Bisnis.com, JAKARTA – Indeks Keyakinan Konsumen (IKK) atau optimisme konsumen, berdasarkan hasil Survei Konsumen Bank Indonesia (BI) tercatat sebesar 125,2 pada Mei 2024. Angka tersebut turun jika dibandingkan dengan periode April 2024 yang sebesar 127,7.
Meski masih tetap berada pada zona optimistis (>100), penurunan IKK terjadi baik pada Indeks Kondisi Ekonomi Saat Ini (IKE) maupun Indeks Ekspektasi Konsumen (IEK) masing-masing menjadi sebesar 115,4 dan 135,0 pada Mei 2024, dari masing-masing 119,4 dan 136,0 pada April 2024 (month-to-month/mtm).
Jika dirincikan, pada IKE, penurunan terdalam tercatat pada Indeks Penghasilan Saat Ini dan Indeks Ketersediaan Lapangan Kerja, yang masing-masingnya turun menjadi sebesar 119,9 dan 113,6, dari bulan sebelumnya sebesar 124,2 dan 117,6.
Sementara itu, pada IEK, penurunan terdalam terjadi pada Indeks Ekspektasi Penghasilan dan Indeks Ekspektasi Kegiatan Usaha, masing-masing menjadi sebesar 139,0 dan 131,6.
Ekonom Center of Reform on Economics (CORE) Indonesia Yusuf Rendy Manilet mengatakan IKK yang turun pada Mei 2024 seiring dengan momentum Ramadan dan IdulFitri yang telah berakhir.

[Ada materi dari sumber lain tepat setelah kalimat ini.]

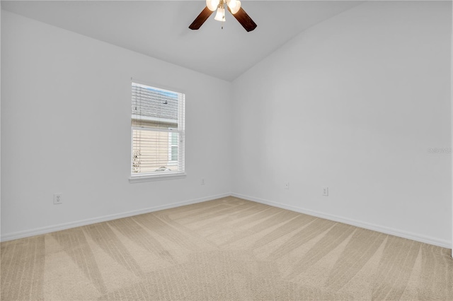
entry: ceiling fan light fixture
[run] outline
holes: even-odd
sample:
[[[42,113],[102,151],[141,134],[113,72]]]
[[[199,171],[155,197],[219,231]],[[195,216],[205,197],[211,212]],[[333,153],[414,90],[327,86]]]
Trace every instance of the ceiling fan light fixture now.
[[[235,14],[241,8],[241,1],[239,0],[228,0],[226,4],[232,14]]]
[[[217,20],[221,22],[225,22],[225,8],[223,7],[219,7],[217,8],[217,13],[215,14],[214,20]]]
[[[214,11],[219,6],[220,0],[206,0],[206,6],[211,11]]]

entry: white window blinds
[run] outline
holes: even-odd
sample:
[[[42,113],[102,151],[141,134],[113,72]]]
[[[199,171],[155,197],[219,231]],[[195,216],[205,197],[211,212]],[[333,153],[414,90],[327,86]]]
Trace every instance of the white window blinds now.
[[[131,176],[184,174],[185,95],[132,83]]]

Artinya, kata dia, masyarakat pada bulan lalu memiliki ekspektasi dan keyakinan yang lebih tinggi terhadap kondisi perekonomian dan kondisi mereka sendiri.
Baca Juga
Hal itu terjadi lantaran aktivitas perekonomian pada periode April 2024 yang lebih bergeliat dan beberapa perusahaan juga sudah mencairkan tunjangan hari raya (THR).
Sementara pada Mei 2024, momentum tersebut relatif berkurang karena penghasilan yang didapatkan pada April telah dibelanjakan. Selain itu, masyarakat pada Mei 2024 pun mulai mengalihkan konsumsi yang dilakukan pada April dengan membayar cicilan.
“Ini yang kemudian juga terlihat dari rasio atau indikator konsumsi dan cicilan pinjaman. Di hampir semua tingkat pendapatan, terkecuali di atas Rp5 juta dan Rp1 juta hingga Rp2 juta, rasio konsumsi mengalami penurunan dan pada saat yang bersamaan rasio cicilan pinjaman justru mengalami peningkatan dibandingkan dengan bulan sebelumnya,” katanya kepada Bisnis, Senin (10/6/2024).
Sementara untuk dunia usaha, Yusuf mengatakan bahwa akan relatif sulit mengharapkan adanya dorongan konsumsi yang relatif besar, terutama di sisa tahun ini.
“Harapan yang kemudian bisa dilakukan ada pada akhir tahun nanti ketika ada momentum Natal dan libur tahun baru. Di luar itu, saya kira belum akan ada dorongan untuk meningkatkan konsumsi dan hal ini yang kemudian akan menentukan seberapa besar pelaku usaha akan melakukan ekspansi usaha,” jelasnya.
Dia memperkirakan, pada periode Mei hingga Oktober 2024, ekspansi usaha tidak akan relatif besar apalagi dibandingkan dengan awal tahun atau pada kuartal kedua 2024.
Selain itu, pemerintah menurutnya juga relatif tidak fleksibel, terutama dalam menyusun insentif kebijakan karena ada proses transisi pemerintahan sehingga kebijakan yang lebih utuh untuk pemberian insentif akan dilakukan setelah periode Oktober, setelah pemerintahan baru menjalankan mandat kepemimpinan.